5/06/2008 12:19 PM  
Anonymous Anonymous said...

M*P, I am very concerned that you used Prof*ss*r L**te*'s full name in your original post. By posting the full names of Boa** professors on this blog, an interested party might be able to find it via a Google search.

5/06/2008 12:32 PM  
Anonymous Anonymous said...

Now I am going to spend all day looking up profs

5/06/2008 1:59 PM  
Anonymous Anonymous said...

Careful, 12:32. Start critizising the use (or lack of use) of asterisks for professor names and Patrick will hunt down your ISP number and delete your posts.

5/06/2008 2:07 PM  
Anonymous Anonymous said...

I'm more afraid that Arm*n will get on the first flight up here and throw a brick through my window.

5/06/2008 2:09 PM  
Anonymous Anonymous said...

Did you see on ATL's non-sequiturs the suggestion that since we're students at a state school, we can FOIA request the contents of our professors' work e-mail accounts?! Ha!

5/06/2008 3:10 PM  
Anonymous Anonymous said...

As some have suspected, Boalt gives substantial "moving bonuses." The highest paid profs on the list--Lester, Talley, Schwartz, Murray-- all are new profs whose first year of pay, including moving bonus, is reflected in the database.

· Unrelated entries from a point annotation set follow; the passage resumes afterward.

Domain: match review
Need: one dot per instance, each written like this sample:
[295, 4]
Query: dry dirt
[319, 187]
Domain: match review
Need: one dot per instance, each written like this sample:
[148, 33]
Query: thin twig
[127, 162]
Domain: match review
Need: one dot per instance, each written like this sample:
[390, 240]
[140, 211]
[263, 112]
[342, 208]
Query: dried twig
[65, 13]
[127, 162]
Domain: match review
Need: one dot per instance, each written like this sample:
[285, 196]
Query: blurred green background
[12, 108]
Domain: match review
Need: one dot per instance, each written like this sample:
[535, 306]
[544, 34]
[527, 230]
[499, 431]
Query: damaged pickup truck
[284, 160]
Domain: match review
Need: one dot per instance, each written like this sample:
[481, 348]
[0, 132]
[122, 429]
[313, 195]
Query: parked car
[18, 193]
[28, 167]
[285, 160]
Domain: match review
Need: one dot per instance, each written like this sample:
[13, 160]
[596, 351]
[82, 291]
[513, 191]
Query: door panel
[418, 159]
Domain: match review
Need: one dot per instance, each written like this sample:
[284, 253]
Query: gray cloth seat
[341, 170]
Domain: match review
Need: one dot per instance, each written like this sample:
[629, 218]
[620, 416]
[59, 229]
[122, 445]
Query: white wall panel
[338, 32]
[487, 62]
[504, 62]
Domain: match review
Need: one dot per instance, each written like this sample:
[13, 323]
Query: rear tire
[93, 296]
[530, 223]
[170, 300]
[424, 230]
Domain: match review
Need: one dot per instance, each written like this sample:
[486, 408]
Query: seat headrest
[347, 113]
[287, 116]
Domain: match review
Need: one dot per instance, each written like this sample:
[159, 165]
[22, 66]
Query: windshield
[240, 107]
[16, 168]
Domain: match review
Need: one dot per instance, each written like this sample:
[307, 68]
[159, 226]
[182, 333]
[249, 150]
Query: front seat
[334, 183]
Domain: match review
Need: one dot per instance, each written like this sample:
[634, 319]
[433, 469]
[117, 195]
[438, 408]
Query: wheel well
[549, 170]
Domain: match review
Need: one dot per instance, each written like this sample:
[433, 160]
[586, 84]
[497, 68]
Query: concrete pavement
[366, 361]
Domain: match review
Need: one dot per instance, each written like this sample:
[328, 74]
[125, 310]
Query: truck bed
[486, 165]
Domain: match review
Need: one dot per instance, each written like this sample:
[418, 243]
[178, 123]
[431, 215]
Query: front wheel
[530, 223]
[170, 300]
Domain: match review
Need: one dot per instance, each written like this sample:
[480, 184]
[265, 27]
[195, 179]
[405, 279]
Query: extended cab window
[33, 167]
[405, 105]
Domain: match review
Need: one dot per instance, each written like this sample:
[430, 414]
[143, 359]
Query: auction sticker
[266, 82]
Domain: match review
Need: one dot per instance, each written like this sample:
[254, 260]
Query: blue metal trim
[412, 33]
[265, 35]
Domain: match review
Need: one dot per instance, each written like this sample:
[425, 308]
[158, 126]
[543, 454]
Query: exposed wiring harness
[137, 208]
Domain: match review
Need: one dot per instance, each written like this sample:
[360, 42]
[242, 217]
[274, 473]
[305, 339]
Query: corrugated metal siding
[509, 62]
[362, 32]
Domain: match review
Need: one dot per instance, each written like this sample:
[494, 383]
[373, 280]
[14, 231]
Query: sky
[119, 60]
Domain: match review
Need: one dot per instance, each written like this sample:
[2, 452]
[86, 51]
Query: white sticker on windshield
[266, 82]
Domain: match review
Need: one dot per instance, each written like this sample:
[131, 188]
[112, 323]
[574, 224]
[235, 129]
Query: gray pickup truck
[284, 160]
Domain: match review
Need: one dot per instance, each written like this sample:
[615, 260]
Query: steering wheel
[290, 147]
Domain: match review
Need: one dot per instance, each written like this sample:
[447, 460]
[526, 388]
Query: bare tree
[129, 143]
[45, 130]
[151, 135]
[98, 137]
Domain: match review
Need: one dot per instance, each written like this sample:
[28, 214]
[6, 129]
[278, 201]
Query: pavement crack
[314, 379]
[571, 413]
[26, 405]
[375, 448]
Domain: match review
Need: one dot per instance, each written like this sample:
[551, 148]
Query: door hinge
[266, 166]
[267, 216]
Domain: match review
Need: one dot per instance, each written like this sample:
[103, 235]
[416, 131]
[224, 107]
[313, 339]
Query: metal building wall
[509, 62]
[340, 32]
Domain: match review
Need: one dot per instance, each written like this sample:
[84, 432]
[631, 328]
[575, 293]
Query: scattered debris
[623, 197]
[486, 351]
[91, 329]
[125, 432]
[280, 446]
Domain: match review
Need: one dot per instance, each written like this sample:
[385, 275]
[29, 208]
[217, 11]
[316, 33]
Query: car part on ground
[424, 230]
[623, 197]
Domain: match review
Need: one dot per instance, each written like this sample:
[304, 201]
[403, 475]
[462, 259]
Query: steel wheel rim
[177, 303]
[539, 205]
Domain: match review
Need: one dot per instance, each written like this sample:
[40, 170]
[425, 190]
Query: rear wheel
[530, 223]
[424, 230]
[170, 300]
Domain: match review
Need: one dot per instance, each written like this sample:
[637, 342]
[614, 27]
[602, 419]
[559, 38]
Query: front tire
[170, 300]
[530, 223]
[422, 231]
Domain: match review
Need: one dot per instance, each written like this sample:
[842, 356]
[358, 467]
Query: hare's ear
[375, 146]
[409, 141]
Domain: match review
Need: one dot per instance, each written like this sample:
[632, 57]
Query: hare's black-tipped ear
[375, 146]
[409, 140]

The more interesting, and important, number is the base pay number. Looking at those gives you an apples to apples comparison. Everyone can feel nice and fuzzy about their favorite prof, but if that person has been around a long time, the salary won't include moving costs.

5/06/2008 3:16 PM  
Anonymous Anonymous said...

Scw*r*z told us in class that he just bought a new house. That down-payment 'bonus' being included in their salaries seems likely.